Car près de vingt ans plus tard, les fan films animent toujours les communautés, mais internet et l'évolution des outils de tournage a tout changé ou presque. Il y a tout d'abord la question des droits d'exploitation, qui se heurte à de véritables empires médiatiques. Tout les ayants-droit ne sont pas prêts à laisser les fans s'amuser en explorant leurs univers. Au début des années 2000, par exemple, Games Workshop attaqua en justice un petit groupe de fans allemands qui s'attelaient à un métrage Warhammer 40.000 : Damnatus. Plus récemment, c'est un court-métrage Power Rangers qui a fait parler de lui : en jouant sur la nostalgie des fans, la production d'Adi Shankar proposait une version adulte des Rangers, qui a très vite fait paniquer Saban et Lionsgate, dorénavant associés pour un long-métrage consacré à la licence, à venir dans les salles obscures. Striké puis de nouveau disponible, le fan film a finalement servi de coup de pub involontaire (Power Rangers était un des sujets les plus discutés sur Twitter) pour la production de Lionsgate. 

C'est là tout le problème des fans films en 2015 : ils ne sont plus la chasse gardé de quelques nerds, ni l'ennemi des studios : ils sont une création à part sur la scène des produits culturels. Pas tout à fait innocents d'un point de vue économique, mais trop alternatifs pour être officiels : ils appartiennent à tout le monde et à personne. Une sorte de vide juridique et économique. Car si de nombreux défenseurs des fan films jugent ces derniers inoffensifs, ils créent une forme très particulière d'activité sur les marchés.

Aujourd'hui, on repère de plus en plus de réalisateurs grâce à des fan films. On crée du buzz en diffusant un court-métrage amateur sur nos réseaux. On engage même les équipes de fan-films pour réaliser des vidéos promotionnelles. Les petits gars de Corridor Digital, par exemple, se sont fait un nom dans le fan film avant de créer des courts pour les produits Ubisoft, en prise de vues réelles. Qu'ils soient autorisés ou non, les fan films ont donc forcément un impact sur les industries culturelles, et le nier serait stupide.

D'autant plus que les fan films se font de plus en plus souvent l'écho des annonces dans la sphère de l'entertainment. Ils créent, par l'humour, la parodie ou la virtuosité, un bruit de fond qui permet à l'industrie, ses clients et ses journalistes, de parler des sorties à venir. Derniers exemples en date : le mashup entre Pixar et Star Wars ou le fan film TIE Fighter nous ont permis de revenir sur Rogue One. Certes, cette résonance n'est pas toujours volontaire, mais elle montre bien l'importance grandissante des fan films sur la culture populaire et ses produits.
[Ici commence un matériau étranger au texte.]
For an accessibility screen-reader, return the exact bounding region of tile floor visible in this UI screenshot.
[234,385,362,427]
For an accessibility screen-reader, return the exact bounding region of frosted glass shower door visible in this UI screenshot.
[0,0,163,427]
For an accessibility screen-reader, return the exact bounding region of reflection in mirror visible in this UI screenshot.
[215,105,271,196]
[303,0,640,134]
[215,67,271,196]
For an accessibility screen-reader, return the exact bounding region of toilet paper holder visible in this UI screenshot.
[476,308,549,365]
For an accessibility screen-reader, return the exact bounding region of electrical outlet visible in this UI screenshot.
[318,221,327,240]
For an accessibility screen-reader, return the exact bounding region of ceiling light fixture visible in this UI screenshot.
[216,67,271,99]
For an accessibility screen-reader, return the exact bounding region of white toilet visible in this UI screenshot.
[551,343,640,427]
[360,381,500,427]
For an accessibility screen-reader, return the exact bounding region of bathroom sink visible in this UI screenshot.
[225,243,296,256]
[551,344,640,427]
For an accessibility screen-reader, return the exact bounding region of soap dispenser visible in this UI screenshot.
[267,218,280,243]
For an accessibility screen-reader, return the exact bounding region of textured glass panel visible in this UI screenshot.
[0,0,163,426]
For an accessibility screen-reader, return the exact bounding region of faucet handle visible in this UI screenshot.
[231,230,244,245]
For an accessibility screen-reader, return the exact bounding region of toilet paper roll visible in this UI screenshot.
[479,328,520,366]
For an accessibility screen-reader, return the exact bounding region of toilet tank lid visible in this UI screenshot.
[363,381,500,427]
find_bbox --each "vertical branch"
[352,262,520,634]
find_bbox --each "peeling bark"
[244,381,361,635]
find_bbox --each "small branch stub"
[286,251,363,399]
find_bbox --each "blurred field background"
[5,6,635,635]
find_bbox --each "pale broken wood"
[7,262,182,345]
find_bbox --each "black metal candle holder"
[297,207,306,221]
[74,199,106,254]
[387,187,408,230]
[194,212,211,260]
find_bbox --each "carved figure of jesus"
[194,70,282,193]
On pourrait citer bien d'autres exemples, dont un français, Julien Mokrani, qui s'était fait remarqué par Alexandre Aja avec son fan film Welcome to Hoxford et qui sera bientôt derrière la caméra pour l'adaptation des Sentinelles. Ou encore The Lord Inquisitor, un fan-film Warhammer 40.000 qui a été officialisé, d'un point de vue juridique, par Games Workshop, quelque semaines seulement après l'échec d'un film officiel : Ultramarine. Les fans films ne font plus seulement bouger les communautés, ils influencent donc la gigantesque machine de l'entertainment.